A disappointingly under-reported side of David Davies' report into sports that should be on free-to-air television was his discovery that elsewhere in Europe it's the norm for cultural events to be listed. In Belgium it's the Queen Elisabeth Music Competition, which, it says here, is prestigious. That seems like a good thing, like us listing our blue-riband equivalents, the Proms, or X Factor. But listing a ball? The let-them-eat-cake approach to governance as practised by Marie Antoinette clearly lives on in the land of her birth.

Davies' findings – and they are actually pretty reasonable – have been almost as well received here as the Antoinette dietary enquiry was by the French way back when Rupert Murdoch was still just a cub reporter on the Wollongong Echo and Sky was where the birds exercised.

Poor old Davies was giving a shoeing worthy of an Englishman at the bottom of a ruck in Cardiff. Which is where Martin Johnson would have probably preferred to have been for much of Saturday afternoon. Davies' appetite for watching sport on TV this weekend may have been as slight as Marie Antoinette's for a slice of Black Forest gateau after the revolution, and that is a shame as it would have given him the chance to see someone set for an even bigger kicking.

Poor old Johnson. After an hour at Twickenham a camera picked out the glowering giant. On the field England, dressed in a purple outfit that would not have looked out of place at a Viennese ball, were making an absolute balls-up of playing Argentina and, seemingly, Johnson's coaching career.

"We have to talk about this man," said Stuart Barnes menacingly. Although the clubbable Barnes, despite being one of the best pundits about, can never sound overly menacing. Earlier a shot of England's soft-toy bulldog mascot (who gets to take it home at half-term? Does James Haskell snuggle up with it each night in Paris to remind him of home?) lying marooned on its back had led Barnes to say to his co-commentator Miles Harrison: "That'll be you after the cricket dinner tonight."

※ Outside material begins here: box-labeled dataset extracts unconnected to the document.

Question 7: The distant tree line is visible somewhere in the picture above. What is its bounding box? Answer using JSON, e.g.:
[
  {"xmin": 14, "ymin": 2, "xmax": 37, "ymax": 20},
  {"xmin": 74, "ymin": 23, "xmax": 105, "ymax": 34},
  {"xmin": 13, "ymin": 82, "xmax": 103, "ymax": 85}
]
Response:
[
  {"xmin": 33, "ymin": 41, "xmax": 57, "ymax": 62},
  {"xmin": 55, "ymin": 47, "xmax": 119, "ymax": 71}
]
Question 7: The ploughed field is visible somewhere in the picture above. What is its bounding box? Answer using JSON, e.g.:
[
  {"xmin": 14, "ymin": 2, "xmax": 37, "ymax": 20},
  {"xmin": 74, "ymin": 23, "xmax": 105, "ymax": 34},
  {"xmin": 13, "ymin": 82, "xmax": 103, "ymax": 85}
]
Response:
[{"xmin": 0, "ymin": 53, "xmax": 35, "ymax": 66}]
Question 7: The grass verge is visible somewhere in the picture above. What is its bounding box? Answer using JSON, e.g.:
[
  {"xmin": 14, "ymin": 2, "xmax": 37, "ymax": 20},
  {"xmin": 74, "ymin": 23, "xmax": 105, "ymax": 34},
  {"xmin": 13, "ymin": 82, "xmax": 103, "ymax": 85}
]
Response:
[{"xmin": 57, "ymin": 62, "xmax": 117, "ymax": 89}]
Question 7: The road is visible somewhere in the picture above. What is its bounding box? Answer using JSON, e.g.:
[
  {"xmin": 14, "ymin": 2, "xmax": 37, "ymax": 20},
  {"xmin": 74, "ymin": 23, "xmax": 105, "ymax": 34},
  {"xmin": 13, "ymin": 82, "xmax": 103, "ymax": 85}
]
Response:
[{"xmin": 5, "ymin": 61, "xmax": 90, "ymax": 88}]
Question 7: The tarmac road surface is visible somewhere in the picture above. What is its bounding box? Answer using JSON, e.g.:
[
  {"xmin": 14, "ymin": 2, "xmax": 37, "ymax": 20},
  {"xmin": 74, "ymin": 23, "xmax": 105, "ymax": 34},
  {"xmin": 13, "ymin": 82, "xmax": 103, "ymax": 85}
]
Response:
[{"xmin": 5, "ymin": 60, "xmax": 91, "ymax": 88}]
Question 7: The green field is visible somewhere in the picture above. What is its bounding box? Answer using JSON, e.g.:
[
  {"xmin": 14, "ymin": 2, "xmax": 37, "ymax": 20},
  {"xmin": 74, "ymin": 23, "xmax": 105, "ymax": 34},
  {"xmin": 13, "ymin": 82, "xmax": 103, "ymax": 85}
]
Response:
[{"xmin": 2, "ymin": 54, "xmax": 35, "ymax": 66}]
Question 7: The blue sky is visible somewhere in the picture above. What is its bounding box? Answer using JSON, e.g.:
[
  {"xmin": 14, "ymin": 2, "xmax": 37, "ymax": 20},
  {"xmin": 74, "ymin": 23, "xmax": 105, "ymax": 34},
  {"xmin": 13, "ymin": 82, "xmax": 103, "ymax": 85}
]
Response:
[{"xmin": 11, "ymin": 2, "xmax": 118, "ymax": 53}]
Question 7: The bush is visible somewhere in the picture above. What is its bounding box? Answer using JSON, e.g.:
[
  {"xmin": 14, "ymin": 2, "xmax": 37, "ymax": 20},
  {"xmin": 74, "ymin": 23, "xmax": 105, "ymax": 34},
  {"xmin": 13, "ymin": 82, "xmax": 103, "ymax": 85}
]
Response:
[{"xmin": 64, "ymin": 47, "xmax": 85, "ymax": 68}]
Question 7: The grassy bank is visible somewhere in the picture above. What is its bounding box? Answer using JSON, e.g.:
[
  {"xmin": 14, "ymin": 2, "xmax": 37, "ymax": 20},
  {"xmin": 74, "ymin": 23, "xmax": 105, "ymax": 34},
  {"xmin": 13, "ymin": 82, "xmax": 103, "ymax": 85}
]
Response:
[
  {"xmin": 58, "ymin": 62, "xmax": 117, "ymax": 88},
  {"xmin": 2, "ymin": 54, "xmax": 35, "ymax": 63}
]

A few minutes later, and after another England move had foundered on their own inadequacies, Johnson filled our screens again. He shook his head, then leant forward and buried it in his huge hands. "You can understand that," said Barnes as he wiped the froth from his next pint off his top lip.

At that stage it looked as if the end of the road had loomed alarmingly into view for Johnson. "England just want something," Harrison said. The crowd mumbled discontent. And then Harrison earned the big man his break, sacrificing himself to the commentator's curse for the good of the nation. "This has not been a great game," he said, which on Sky translates as, 'What you're watching is utter tosh, if I was you I'd turn over'. About 15 seconds later England scored the decisive try.

Up at Murrayfield, Andy Robinson, whose tenure as England coach was ended by defeat to Argentina, was making a winning start with Scotland. "A rose becoming a thistle," announced the commentator Andrew Cotter.

Back at Twickenham, Johnson looked like he had spent the afternoon chewing on thistles. And next up it's the All Blacks. Perhaps it's time to apply for listed building status before this national monument is brought tumbling down.